Autos of the future will require strong, lightweight carbon-fiber composite structures to enhance efficiency and driving range, but low-cost fibers will be needed for market success. A consortium of national labs, industry and academia working at Oak Ridge National Laboratory’s Carbon Fiber Technology Facility are working to overcome the challenges of making cheaper carbon fiber. The U.S. Department of Energy gave Oak Ridge a $35-million award to build and operate the lab, which will include a pilot plant capable of producing up to 25 tons a year of new carbon-fiber materials. Pictured here is a polymer resin used to make carbon fiber.

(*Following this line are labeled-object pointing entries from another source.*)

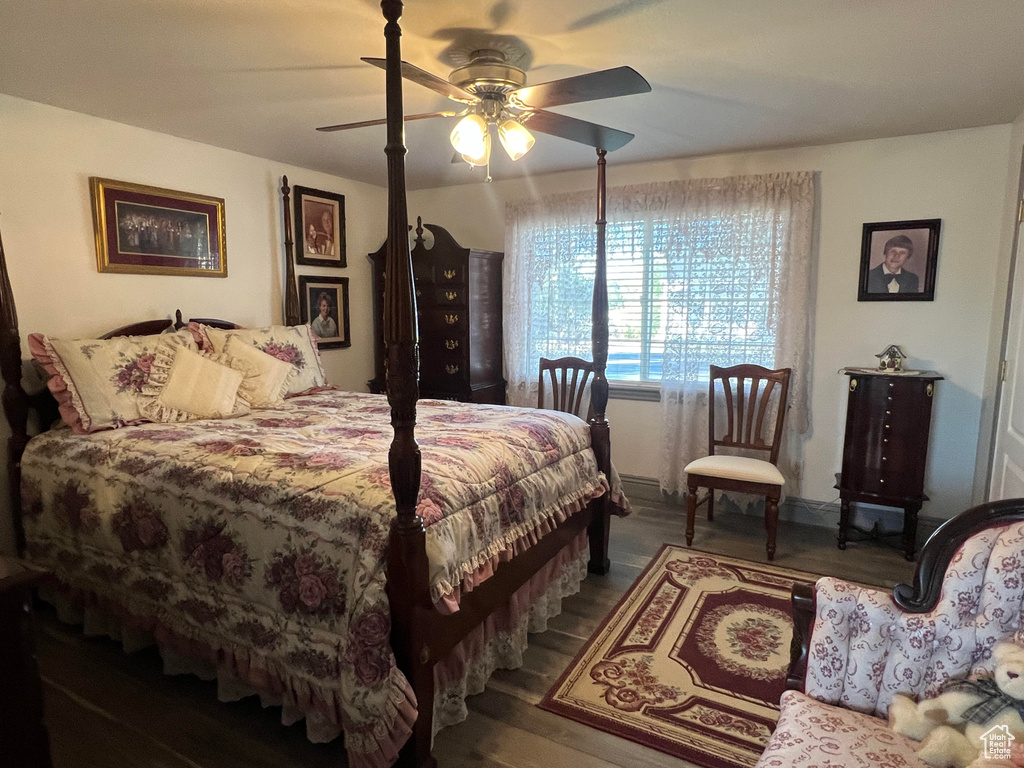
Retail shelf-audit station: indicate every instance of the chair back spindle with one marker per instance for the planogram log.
(567, 378)
(749, 395)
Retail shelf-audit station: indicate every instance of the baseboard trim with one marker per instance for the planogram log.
(792, 508)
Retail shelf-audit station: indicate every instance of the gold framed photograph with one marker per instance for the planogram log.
(324, 303)
(148, 230)
(320, 224)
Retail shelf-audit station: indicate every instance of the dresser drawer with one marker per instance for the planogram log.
(443, 323)
(442, 369)
(451, 296)
(449, 273)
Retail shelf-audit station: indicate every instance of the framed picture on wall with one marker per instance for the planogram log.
(898, 260)
(324, 303)
(320, 227)
(150, 230)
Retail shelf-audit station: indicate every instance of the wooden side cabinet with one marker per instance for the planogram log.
(24, 740)
(459, 312)
(885, 450)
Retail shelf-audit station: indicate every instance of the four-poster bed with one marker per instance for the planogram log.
(421, 635)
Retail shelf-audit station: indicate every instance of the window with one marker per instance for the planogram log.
(711, 278)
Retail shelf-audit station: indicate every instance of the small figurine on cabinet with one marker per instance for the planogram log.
(891, 358)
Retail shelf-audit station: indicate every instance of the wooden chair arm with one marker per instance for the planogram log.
(803, 616)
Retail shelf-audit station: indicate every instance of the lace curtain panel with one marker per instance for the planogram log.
(733, 272)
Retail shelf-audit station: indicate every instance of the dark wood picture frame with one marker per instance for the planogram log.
(311, 288)
(920, 238)
(320, 210)
(143, 229)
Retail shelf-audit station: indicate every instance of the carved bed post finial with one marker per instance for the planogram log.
(292, 314)
(408, 577)
(15, 401)
(599, 431)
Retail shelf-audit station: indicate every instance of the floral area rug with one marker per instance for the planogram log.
(691, 662)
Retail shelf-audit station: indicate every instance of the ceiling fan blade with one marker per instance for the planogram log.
(580, 131)
(424, 78)
(622, 81)
(383, 121)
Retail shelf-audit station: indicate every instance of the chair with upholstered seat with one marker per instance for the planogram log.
(567, 378)
(750, 393)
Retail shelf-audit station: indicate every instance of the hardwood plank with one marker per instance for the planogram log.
(500, 706)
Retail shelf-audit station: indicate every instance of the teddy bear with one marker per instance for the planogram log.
(974, 707)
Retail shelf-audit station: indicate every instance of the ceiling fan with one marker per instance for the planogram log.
(495, 93)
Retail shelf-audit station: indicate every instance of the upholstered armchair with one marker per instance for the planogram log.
(854, 648)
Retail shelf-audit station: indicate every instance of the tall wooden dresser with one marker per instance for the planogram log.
(459, 308)
(885, 450)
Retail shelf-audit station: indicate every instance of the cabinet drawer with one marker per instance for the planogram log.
(450, 296)
(449, 323)
(443, 367)
(448, 273)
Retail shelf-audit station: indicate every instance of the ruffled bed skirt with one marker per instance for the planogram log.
(498, 643)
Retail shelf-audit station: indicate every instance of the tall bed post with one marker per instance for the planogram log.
(408, 577)
(599, 432)
(292, 314)
(15, 402)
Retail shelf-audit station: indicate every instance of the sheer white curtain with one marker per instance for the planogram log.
(550, 246)
(741, 287)
(733, 276)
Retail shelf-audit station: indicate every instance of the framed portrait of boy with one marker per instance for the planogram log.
(898, 260)
(324, 303)
(320, 227)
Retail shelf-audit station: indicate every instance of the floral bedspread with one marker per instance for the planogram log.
(263, 538)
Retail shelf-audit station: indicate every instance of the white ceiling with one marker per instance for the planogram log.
(258, 76)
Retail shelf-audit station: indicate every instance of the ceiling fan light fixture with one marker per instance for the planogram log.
(516, 140)
(469, 136)
(483, 156)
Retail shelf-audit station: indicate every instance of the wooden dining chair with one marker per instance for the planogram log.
(567, 378)
(750, 393)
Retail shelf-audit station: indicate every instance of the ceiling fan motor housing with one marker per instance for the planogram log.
(488, 72)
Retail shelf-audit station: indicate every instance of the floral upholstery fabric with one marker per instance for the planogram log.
(293, 344)
(864, 649)
(264, 538)
(96, 382)
(812, 734)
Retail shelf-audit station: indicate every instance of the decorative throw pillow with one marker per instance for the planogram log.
(269, 379)
(294, 344)
(96, 381)
(185, 385)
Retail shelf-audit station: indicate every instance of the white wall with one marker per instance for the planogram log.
(958, 176)
(46, 158)
(994, 353)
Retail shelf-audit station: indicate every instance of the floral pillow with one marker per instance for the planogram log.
(294, 344)
(96, 382)
(184, 385)
(267, 380)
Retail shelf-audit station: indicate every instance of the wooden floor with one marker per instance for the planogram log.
(110, 710)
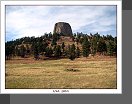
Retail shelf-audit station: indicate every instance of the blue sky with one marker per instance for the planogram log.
(24, 21)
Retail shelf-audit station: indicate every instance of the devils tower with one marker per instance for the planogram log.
(63, 28)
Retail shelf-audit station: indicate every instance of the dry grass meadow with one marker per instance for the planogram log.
(97, 72)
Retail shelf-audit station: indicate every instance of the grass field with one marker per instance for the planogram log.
(98, 72)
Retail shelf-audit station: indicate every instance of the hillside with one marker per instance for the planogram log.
(58, 46)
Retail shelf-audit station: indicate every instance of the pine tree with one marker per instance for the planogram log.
(72, 53)
(63, 46)
(57, 51)
(77, 52)
(86, 47)
(36, 51)
(22, 51)
(48, 52)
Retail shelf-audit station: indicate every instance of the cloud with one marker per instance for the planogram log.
(36, 20)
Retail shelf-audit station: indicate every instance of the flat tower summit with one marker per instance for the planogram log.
(63, 28)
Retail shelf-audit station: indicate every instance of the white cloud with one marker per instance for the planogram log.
(36, 20)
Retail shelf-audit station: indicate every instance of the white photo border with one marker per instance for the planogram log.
(63, 91)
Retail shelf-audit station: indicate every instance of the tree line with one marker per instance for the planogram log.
(46, 45)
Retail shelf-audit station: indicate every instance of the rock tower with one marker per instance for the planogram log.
(63, 28)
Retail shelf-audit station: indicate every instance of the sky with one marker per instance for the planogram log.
(30, 21)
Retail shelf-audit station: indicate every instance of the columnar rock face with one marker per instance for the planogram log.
(63, 28)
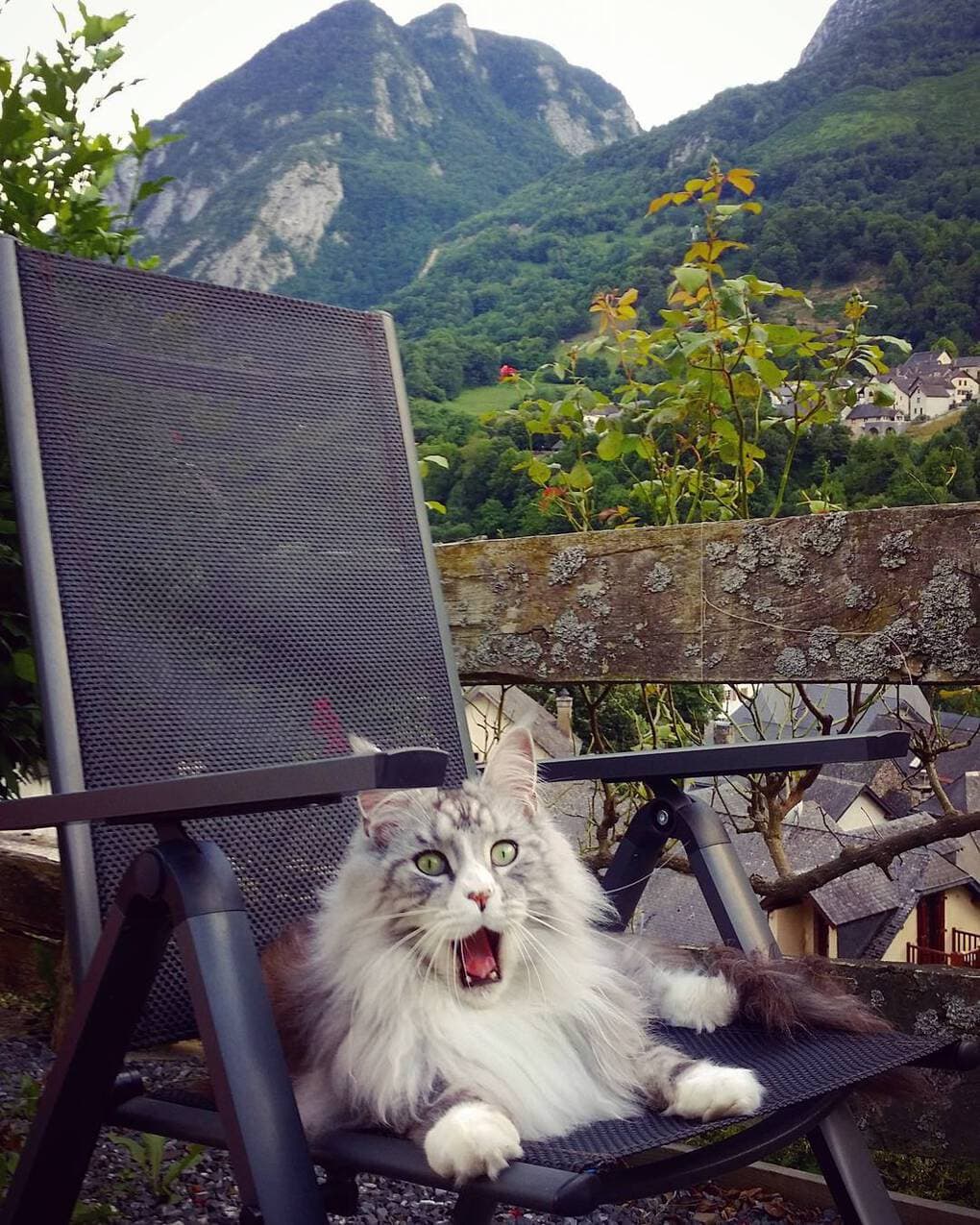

Hydrogen fuel cell vehicles could provide clean transportation in the future, but they remain expensive in part because they use the precious metal platinum to facilitate the chemical reactions that produce electricity within the cell. A new method for quickly and cheaply depositing ultrathin layers of platinum might make it practical to reduce the amount of the metal used in fuel-cell catalysts, thereby lowering their cost significantly. Current methods for applying atom-thick layers of platinum—mainly, atomic layer deposition—are slow and complicated. The new approach is cheap and easy to implement, according to the National Institute of Standards and Technology. Essentially, platinum dissolved in a solution is deposited in single-atom-thick layers by alternately applying positive and negative voltages. Repetition can quickly and easily build layers of any desired atomic thickness. Shown here is a scanning tunneling microscope image of an ultrathin film layer of platinum deposited on gold after five seconds. Darker areas are exposed gold substrate not yet covered by the platinum


Initially conceived as a cost-effective, environmentally friendly and high-performance alternative to Styrofoam, Ecovative Design makes its Mushroom Packaging from agricultural crop waste—plant stalks and rice and wheat husks—bonded together with mushroom roots (called mycelium). The company is now adapting its mushroom material to produce biodegradable alternative to petroleum-based plastic foams used in automotive bumpers, doors, roofs, engine bays, trunk liners, dashboards and seats. Other potential uses include tabletops, surfboards and clothing.